Hi all --

Chris (cmm) is arguing for a kind of "polymorphic convenience", focusing on a single operation where programmers do not care about specific properties of the collection at hand. The definition of "being a duplicate" is probably something like "a = b" and thus relying on the implementation of #=. I think that Christoph (ct) has a similar perspective here.

Vanessa (codefrau) is arguing for considering a broader context of what programmers are trying to achieve and how they think about their collections at hand. Here, "being sequenceable" seems to be somehow connected to figuring out what "being a duplicate in a container" means. Thus, it would be strange if #withoutDuplicates worked but a following "uniqueStuff first" would raise an error in certain cases. Additionally, "being a duplicate" seems to be tricky for more complex structures such as a Dictionary. There, "duplicate keys" are typically forbidden while "duplicate values" are okay. This property makes #withoutDuplicates a little bit more challenging to understand and use, depending on the kind of collection.

At the moment, programmers have to convert their collection to a sequenceable one to then be able to use #withoutDuplicates. This requires extra knowledge about the collection at hand. We have checks such as #isSequenceable for that to avoid unnecessary conversions. However, following Vanessa's train of thought, that extra knowledge would also be required when #withoutDuplicates was moved to the top. Specifically, programmers would have to think about the next operations they want to perform. Then, a conversion might be necessary anyway.

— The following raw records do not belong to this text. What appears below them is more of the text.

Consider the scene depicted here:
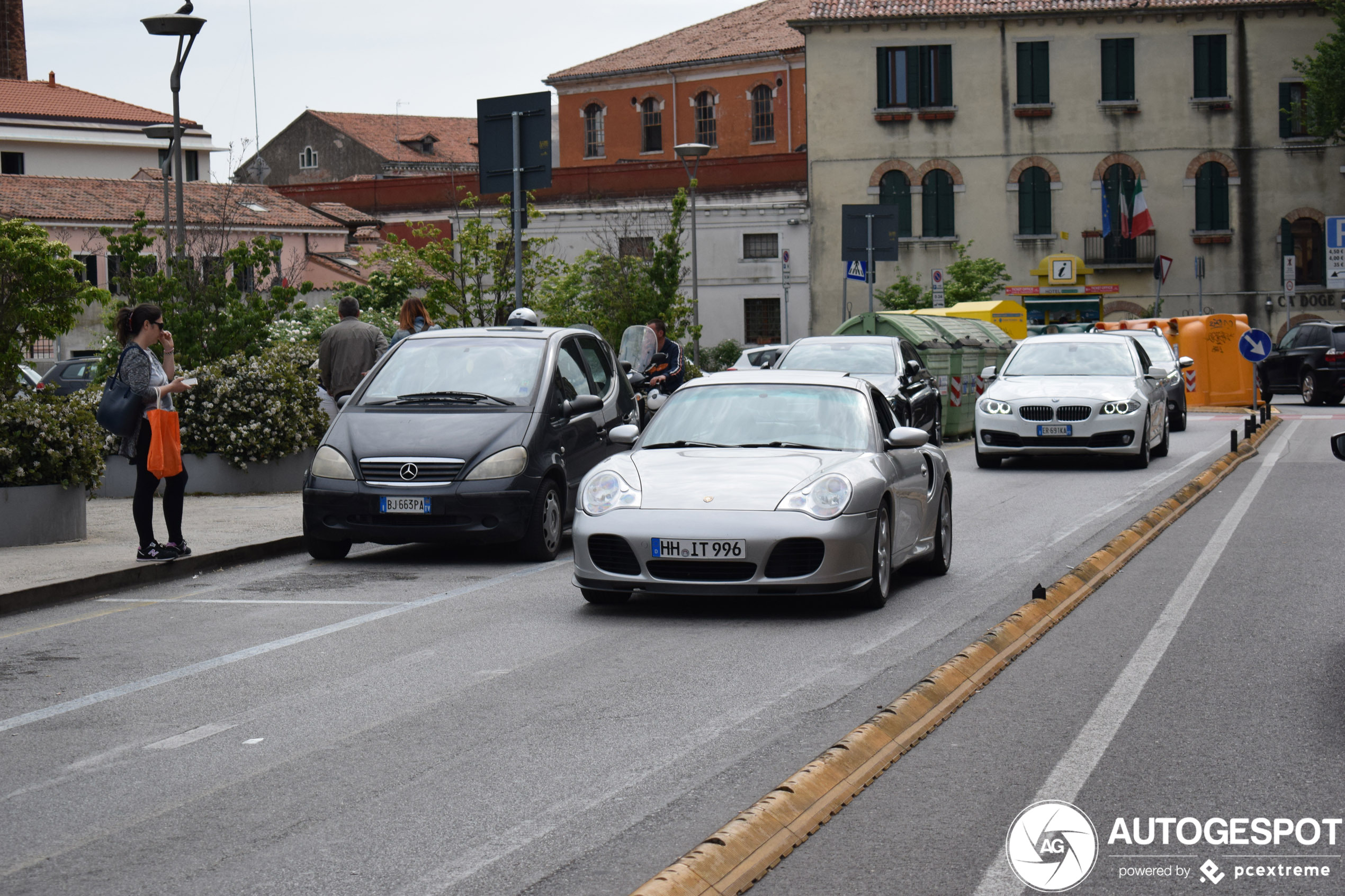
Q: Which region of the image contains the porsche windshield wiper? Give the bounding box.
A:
[397,392,514,407]
[640,439,738,449]
[738,442,842,451]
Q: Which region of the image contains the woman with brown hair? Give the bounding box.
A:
[115,304,191,563]
[393,298,440,345]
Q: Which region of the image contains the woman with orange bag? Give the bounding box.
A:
[115,304,191,563]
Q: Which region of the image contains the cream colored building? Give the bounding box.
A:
[791,0,1345,340]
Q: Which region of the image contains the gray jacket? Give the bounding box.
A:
[317,317,388,397]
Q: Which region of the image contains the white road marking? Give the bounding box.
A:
[0,556,570,731]
[975,420,1301,896]
[145,721,238,749]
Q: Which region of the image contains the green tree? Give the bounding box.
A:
[1294,0,1345,142]
[0,218,109,395]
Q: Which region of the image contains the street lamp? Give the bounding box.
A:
[672,144,710,368]
[140,6,206,255]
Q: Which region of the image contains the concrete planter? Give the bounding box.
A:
[0,485,87,548]
[94,449,315,499]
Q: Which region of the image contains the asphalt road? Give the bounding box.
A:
[0,409,1345,894]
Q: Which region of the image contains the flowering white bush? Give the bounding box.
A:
[175,341,328,470]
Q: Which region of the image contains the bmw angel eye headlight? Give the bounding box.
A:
[313,445,355,479]
[981,397,1013,414]
[775,473,851,520]
[580,470,640,516]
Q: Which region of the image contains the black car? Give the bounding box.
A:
[42,357,98,395]
[1256,321,1345,404]
[304,327,638,560]
[770,336,943,445]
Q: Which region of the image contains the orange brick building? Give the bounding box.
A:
[546,0,809,168]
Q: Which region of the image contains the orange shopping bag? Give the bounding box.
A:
[145,407,182,479]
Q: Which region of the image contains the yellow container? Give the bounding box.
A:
[914,298,1028,339]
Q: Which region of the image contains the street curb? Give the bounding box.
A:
[632,418,1279,896]
[0,535,304,616]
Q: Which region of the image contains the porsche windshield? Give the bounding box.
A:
[640,383,870,451]
[359,336,546,407]
[780,340,897,374]
[1005,340,1135,376]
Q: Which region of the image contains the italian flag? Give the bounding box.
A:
[1120,177,1154,239]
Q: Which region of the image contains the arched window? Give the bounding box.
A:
[878,170,911,237]
[1101,164,1135,263]
[584,102,607,159]
[752,85,775,144]
[920,168,956,237]
[1018,168,1052,234]
[695,90,720,147]
[1279,218,1326,286]
[1196,161,1228,230]
[640,97,663,152]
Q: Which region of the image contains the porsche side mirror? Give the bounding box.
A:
[886,426,929,447]
[607,423,640,445]
[561,395,603,417]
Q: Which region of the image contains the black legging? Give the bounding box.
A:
[130,420,187,548]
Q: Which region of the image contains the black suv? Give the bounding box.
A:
[1256,321,1345,404]
[304,327,638,560]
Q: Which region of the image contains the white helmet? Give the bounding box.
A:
[505,307,538,327]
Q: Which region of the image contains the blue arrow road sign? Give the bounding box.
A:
[1238,329,1270,363]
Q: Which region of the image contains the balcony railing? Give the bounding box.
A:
[1084,230,1158,267]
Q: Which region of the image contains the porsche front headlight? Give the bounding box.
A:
[313,445,355,479]
[580,470,640,516]
[775,473,853,520]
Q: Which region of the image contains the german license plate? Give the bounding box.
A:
[650,539,748,560]
[378,496,429,513]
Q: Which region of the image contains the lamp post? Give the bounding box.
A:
[672,144,710,368]
[140,2,206,255]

As I cannot see any improvement of changing the status quo in this regard, I would argue not to move #withoutDuplicates to the top but keep it where it is.

Best,

Marcel

Am 13.06.2023 05:22:53 schrieb Chris Muller <asqueaker@gmail.com>:

Hi Christoph,

I was just wondering why we only define #withoutDuplicates on SequenceableCollection, since it does not depend on the order of the receiver and could be applied to other types of collections as well. For instance, Set could override it with ^self copy, Bags would be naturally covered as well, etc.

What do you think?

+1. IMO, the implementation of methods as semantically abstract as "collections" should drive the decision of where they reside. #size and #do: are the core methods of Collection. Any operation that can rely solely on those should reside in Collection.

When useful abstract operations are needlessly stuck in subclasses like SequenceableCollection, that, itself, becomes a question of semantics. And of design and usability, too. Especially when one discovers they have a use for it in a non-Sequenceable, "Why," becomes the always- distracting first question. Often, people will simply re-implement something else rather than take a detour to lobby to move it up or modify the core library, thus continuing to reinforce a false notion of, "See? It's not needed except for Sequenceables.."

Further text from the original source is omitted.